Personalizing care coordination in Colorado

Effective care coordination is critical to supporting our members’ experiences and health outcomes. Care coordination provides connections to essential care and resources. At Rocky Mountain Health Plans, a UnitedHealthcare company, we are dedicated to delivering exceptional, personalized care coordination. Our approach includes connecting each member with a longitudinal care coordinator. For members with unique needs, including complex conditions, we have specialized care coordination to address a wide range of populations and health conditions.

With nearly a 50-year history in Colorado, we are uniquely embedded in the communities that we serve. Our innovative hybrid care coordination model draws on our deep experiences and strategic local partnerships. The hybrid model consists of RMHP-based care coordinators as well as Integrated Community Care Teams (ICCTs). ICCTs are the subject matter experts in their local area; many have decades of trust with both members and providers.

ICCTs consist of interdisciplinary teams that can include both clinical and non-clinical roles. They exist in a variety of settings throughout the area we serve, including within Federally Qualified Health Centers (FQHCs). Their understanding of resources and barriers in their neighborhood enables ICCTs to provide highly individualized, relevant care coordination. They utilize the same workflows and platforms as RMHP-based care coordinators to create a streamlined experience for members.

The Western Slope Native American Resource Center (WSNARC) is one ICCT serving members who are American Indian and Alaska Native. WSNARC specializes in connecting families to culturally responsive, community-based services. Their specialized expertise, local knowledge and lived experiences help get our members connected to the right care and services that address their individual, whole-person needs. By embedding these teams within community organizations and local public health agencies, we aim to make care coordination even more culturally and locally relevant to our members.

For members who have chronic, complex conditions who need more prolonged and intensive support, we provide extended care coordination. A recent analysis of our population of members with complex needs who receive extended care coordination found that those members experienced a 33 percent decrease in Emergency Department utilization and a 31 percent decrease in inpatient utilization. Beyond these statistics, extended care coordination can have a profound impact on the families we serve.

Member Story: The impact of extended care coordination

When D* was born in 2022, she had significant congenital syndromes that required highly specialized, around-the-clock care. D’s family lives in Delta County, about 6 hours from the children’s hospital that provides the kind of care she needed. Once D returned home, she would require multiple therapies and types of care. The children’s hospital experienced barriers finding a licensed provider who could provide skilled care to D at home in Delta County. D’s family took on the complex, exhausting challenge of caring for the fragile infant 24/7. Despite their best efforts, D experienced a respiratory event and pneumonia diagnosis, and needed to be readmitted to the hospital.

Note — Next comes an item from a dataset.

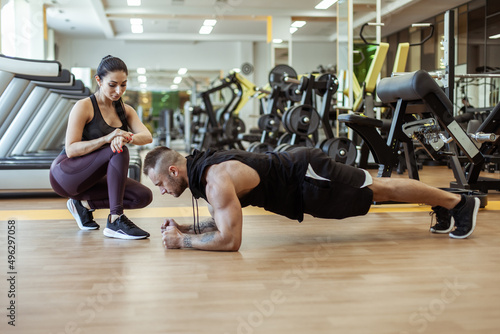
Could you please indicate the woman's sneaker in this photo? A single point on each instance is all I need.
(123, 228)
(82, 215)
(465, 217)
(444, 221)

Rocky Mountain Health Plan’s team of care coordinators immediately jumped into action to find a sustainable solution to meet D and her family’s needs. They championed the challenge of finding a local option for in-home skilled care in the rural community. The team facilitated meetings with a wide-ranging, interdisciplinary team of stakeholders including D’s parents, local heath care providers, State agency partners and community organizations. Together, this team evaluated the needs, barriers and available resources and determined that a private duty nurse would help support the D’s needs, including preventing hospitalization, reducing costs and providing the best clinical outcomes.

Our care coordination team worked tirelessly, contacting over thirty home health care agencies before identifying one agency that could meet this need. They collaborated with State partners to expedite all licensing requirements. A hospital in a neighboring county identified a Neonatal Intensive Care Nurse to provide overnight care five nights her week. Through this team’s combined efforts, D was able to start physical, occupational and speech therapies that improved her quality of life.

The team continued to facilitate care conferences to provide interventions, support and resources via the interdisciplinary team. This collaboration enabled the D’s family to access needed equipment and resources to support D’s care at home and when traveling throughout the state for care appointments. Our team continues to coordinate weekly check-ins via a community paramedic program to monitor D’s wellbeing. They helped the family navigate social services and obtain a waiver for in-home support services to reduce financial and medical burdens.

D is now growing, smiling and getting love from her family at their home in Delta. Rocky Mountain Health Plans is proud to be part of the collaborative process to help D and her family receive the care and resources they need.

*D’s name was changed to protect patient privacy.